– Она приходит ко мне в театр прямо со своей ковровой фабрики, я: «Прочла “Доктора Живаго”? Нет? А ведь это говорящая фамилия! От какого слова, подумай!» – «Жевать?» – она меня спрашивает.
– Это понятно. Это-то ясно. Но главное: по всему городу расселись. Надо возле каждого памятника прибить гвоздик и нарвать газет. И зажимать нос, проходя. Тогда они, может быть, поймут.
– Они не поймут, они со своей ковровой фабрики через нас переступят. Я – артист, но я такой же человек, как ты – скульптор. А они – нет. Я ей говорю: приду и повешу у вас на фабрике табличку «По трупам не ходить!», чтобы вы не шли дальше. Она не понимает. Я: «Была бы ты Жанной Д'Арк, привязали бы тебя к столбу, подожгли бы солому, костер бы запылал, ты бы что прокричала напоследок?» – «Пить! – говорит она. – Пи-ить!»
– Нам, наверное, хватит.

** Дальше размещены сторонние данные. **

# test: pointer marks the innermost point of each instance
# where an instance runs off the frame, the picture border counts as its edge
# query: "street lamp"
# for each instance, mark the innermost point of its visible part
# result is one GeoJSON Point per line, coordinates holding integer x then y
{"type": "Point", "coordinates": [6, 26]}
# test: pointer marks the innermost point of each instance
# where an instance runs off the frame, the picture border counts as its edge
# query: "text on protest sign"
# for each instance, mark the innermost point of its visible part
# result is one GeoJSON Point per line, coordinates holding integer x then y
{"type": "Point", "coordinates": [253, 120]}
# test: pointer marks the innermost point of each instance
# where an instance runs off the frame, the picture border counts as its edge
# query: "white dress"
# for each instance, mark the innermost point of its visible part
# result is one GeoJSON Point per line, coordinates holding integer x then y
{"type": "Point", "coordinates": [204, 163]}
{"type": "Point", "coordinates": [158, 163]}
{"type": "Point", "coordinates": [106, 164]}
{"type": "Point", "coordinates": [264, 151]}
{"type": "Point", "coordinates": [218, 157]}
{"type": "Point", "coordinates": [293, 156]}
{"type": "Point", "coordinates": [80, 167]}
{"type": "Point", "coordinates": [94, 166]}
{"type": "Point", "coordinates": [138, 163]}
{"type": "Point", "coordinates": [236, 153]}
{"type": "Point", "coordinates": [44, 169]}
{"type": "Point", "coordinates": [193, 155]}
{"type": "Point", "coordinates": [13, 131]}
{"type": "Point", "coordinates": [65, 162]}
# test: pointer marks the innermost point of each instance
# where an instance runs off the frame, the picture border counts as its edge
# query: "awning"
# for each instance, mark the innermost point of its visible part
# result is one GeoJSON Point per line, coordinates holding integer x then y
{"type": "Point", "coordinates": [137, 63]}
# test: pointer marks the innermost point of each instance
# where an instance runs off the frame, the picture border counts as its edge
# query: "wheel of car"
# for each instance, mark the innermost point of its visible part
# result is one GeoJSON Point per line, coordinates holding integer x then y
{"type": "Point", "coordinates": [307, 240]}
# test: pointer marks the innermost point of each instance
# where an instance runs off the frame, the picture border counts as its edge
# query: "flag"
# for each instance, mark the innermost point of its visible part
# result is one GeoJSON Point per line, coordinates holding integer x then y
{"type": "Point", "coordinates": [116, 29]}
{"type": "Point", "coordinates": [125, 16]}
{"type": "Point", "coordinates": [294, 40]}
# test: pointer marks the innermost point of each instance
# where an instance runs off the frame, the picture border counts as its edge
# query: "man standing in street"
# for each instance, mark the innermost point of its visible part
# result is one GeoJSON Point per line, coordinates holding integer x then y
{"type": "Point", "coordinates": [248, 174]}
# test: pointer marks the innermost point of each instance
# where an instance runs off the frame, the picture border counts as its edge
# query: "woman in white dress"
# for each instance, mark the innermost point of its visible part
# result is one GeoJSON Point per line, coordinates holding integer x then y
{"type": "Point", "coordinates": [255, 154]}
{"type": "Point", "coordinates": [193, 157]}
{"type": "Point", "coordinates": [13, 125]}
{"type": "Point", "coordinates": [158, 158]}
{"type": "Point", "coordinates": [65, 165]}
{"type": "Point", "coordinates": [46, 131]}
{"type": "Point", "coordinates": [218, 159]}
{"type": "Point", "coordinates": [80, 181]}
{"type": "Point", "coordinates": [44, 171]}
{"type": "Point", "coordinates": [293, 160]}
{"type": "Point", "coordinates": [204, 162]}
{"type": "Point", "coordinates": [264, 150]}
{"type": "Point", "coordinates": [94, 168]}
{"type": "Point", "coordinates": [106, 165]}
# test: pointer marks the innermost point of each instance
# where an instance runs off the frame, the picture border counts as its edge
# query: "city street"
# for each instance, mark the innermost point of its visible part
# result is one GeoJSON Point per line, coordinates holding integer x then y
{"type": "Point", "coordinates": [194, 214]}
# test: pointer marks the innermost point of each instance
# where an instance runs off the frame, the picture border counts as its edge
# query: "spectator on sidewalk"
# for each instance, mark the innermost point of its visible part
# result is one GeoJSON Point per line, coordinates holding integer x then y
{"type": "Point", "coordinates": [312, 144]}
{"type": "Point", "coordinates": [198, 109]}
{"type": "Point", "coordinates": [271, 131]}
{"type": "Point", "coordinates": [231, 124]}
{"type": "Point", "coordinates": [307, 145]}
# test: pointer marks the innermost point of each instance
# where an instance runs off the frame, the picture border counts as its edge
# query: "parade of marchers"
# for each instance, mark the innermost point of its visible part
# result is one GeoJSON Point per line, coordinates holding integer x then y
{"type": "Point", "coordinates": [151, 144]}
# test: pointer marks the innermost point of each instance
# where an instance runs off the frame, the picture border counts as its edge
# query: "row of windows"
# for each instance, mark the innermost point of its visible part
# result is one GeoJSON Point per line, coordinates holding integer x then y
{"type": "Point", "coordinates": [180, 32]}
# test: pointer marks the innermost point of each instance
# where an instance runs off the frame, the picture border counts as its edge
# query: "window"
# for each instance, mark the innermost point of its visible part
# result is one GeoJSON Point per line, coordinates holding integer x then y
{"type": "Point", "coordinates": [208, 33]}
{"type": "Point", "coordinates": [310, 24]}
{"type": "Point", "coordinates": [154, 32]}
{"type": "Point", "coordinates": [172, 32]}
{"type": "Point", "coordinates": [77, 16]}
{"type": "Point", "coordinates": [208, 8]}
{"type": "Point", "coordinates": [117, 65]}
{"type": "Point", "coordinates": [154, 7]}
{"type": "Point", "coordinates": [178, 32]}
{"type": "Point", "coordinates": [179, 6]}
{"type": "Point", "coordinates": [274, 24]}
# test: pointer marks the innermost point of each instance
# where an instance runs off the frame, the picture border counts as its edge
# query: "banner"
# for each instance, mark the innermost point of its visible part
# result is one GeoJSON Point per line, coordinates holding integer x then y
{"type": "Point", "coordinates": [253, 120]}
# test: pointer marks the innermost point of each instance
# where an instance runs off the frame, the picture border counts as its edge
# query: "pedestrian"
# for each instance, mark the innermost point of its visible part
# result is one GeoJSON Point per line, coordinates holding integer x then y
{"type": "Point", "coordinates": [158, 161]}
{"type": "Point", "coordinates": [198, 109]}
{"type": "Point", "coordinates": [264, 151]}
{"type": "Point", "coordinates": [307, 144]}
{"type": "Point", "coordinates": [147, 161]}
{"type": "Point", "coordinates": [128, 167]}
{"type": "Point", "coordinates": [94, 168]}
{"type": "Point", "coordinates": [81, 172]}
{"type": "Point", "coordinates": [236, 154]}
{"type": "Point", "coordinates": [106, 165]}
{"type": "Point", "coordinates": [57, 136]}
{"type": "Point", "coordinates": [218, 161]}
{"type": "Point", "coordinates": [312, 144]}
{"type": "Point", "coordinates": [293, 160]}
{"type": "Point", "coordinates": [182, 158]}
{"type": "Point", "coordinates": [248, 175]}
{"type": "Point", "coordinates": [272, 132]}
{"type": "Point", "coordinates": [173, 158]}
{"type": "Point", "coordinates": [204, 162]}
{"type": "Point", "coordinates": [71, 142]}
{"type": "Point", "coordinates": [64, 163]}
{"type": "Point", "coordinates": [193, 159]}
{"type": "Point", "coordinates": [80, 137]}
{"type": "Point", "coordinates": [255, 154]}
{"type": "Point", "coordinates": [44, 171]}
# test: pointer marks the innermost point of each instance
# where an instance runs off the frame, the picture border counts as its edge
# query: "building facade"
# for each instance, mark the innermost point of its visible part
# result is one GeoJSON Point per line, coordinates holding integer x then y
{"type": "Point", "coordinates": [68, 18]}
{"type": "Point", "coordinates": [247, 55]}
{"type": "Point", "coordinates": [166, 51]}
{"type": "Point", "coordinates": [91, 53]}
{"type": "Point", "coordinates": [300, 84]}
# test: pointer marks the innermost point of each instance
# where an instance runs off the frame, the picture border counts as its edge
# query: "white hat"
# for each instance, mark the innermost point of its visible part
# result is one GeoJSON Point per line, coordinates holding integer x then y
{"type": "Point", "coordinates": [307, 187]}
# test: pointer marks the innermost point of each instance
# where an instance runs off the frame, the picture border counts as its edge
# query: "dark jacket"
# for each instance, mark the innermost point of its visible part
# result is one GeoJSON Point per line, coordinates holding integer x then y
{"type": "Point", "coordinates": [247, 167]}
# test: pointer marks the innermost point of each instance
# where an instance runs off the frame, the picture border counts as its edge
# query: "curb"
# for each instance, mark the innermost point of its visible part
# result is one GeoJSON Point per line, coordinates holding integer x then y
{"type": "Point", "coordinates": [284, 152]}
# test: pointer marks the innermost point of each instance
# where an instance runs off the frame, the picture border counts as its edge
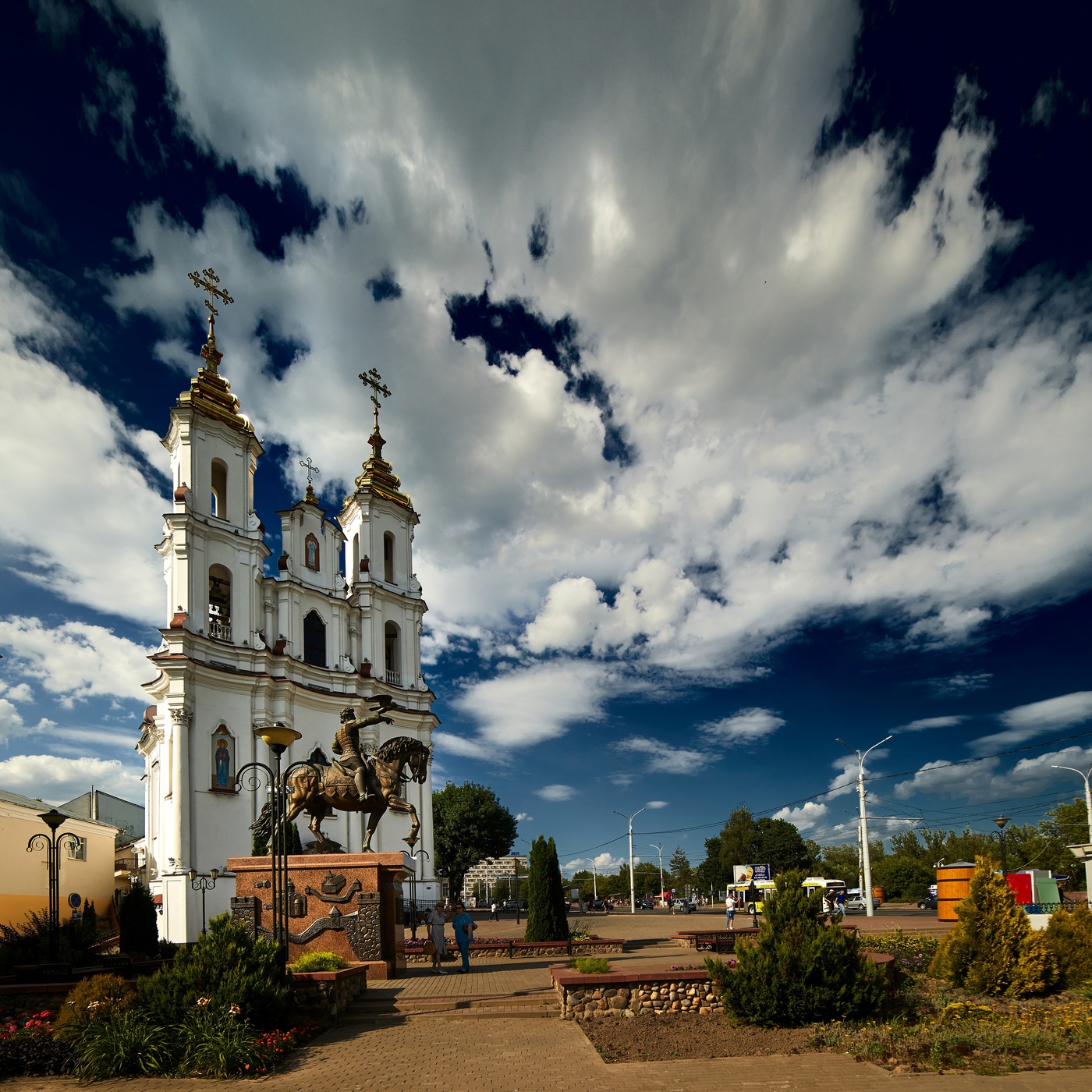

Пойду постою возле дедушки Крылова, буду бумажку для него мять и протягивать, мять и протягивать. Чтобы они поняли.
– А ты терпи! Мой дедушка был начальником лагеря, и ему для самодеятельности таких актеров из МХАТа доставляли, что он на всю Тынду гремел. Лучших для него арестовывали. Лучших! Потому что искусство требует жертв!
– Я терплю. Я-то терплю больше всех. Прямо в своей мастерской. Моя Лида вошла сегодня в спальню с топором. Она сначала заперлась в ванной, но потом не выдержала и вошла в спальню с топором.
– Зачем тебе, скульптору, топор? Я думал, ты всё руками…
– Моей Лиде приснилось, что я сплю с Ларисой, ее сестрой, которая у нас гостит сейчас, вот она взяла топор и решила нас зарубить.
– Разве они близняшки, что ты перепутал?
– Лиде приснилось, она взяла топор, но когда вошла, то все-таки для верности потрогала одеяло возле моего бока, есть там что-нибудь или нет. А там было. Там она сама, Лида, рядом со мной, и лежала, как всегда. Тогда она зашла в комнату к Ларисе, а та во сне всегда закрывается с головой, потому что у нас нет штор, и солнце светит в глаза утром в упор, Лида сдернула одеяло, а Лариса уже не спит, взялась за лезвие, наклонила и посмотрелась в топор как в зеркало. А Лида в это время спала.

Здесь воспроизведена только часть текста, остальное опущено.